3. A step-by-step workflow: the skill defines a structured triage process (fetch → classify → assess priority → detect discordance → evaluate completeness → produce report → research context → enhance). Each step has explicit instructions, decision tables, and output formats. For example, the discordance detection step includes a table of signal patterns:

**Tone vs Priority**: Look for urgent language ("ASAP", "critical",
"immediately", "blocking") paired with Normal/Low priority, or
casual/exploratory language with Urgent/High priority.

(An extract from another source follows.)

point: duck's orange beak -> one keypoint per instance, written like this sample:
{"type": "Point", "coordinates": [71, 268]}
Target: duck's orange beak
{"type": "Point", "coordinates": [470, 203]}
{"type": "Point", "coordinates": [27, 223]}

**Priority vs Due Date**: Urgent/High priority with distant or
missing due date. Low priority with immediate deadline.

4. Reference tables: concern mapping keywords, priority scales, due date guidelines, estimate ranges, and label definitions. These give the AI consistent criteria rather than relying on its general knowledge:

5. Safety rules: explicit constraints like "never overwrite the original description," "always ask before modifying," and "implementation suggestions go in a comment, not inline." These prevent the AI from being overly aggressive with changes.

6. Skill composition: the triage skill explicitly calls the platform-support skill during step 7. This is declared as a dependency in the skill body:

## Dependency: platform-support skill

This skill activates the `platform-support` skill during triage
(Step 7) to understand the implementation context within our
ecosystem.

This composition pattern is powerful: each skill stays focused on its domain, but they can chain together for richer output. The triage skill handles the what and why; the platform-support skill handles the where and how.

The Platform-Support Skill the Triage-skill is depending on is essentially a living map of our infrastructure

It originated as a way to onboard the different members of various infra teams merged during the recent reorg and ease navigation across the current complexity. But our goal is, after we've extensively tested it, to release it to the feature teams as well, so they can rely on it as a first line of support (ask their AI agent using our skill rather than dropping a generic request in our Slack channel).

The Platform Support skill knows which repositories own what, which Terraform modules exist, which AWS accounts and environments are involved, what our CI/CD patterns look like, and what platform conventions (tagging, naming, security defaults) apply.

During triage, this means:

• Suggested implementations reference real repositories, modules, and workflows, not generic advice
• Affected AWS accounts and environments are correctly identified
• If a platform module already exists for what's being requested, the skill surfaces it (avoiding duplicate work or raw resource creation)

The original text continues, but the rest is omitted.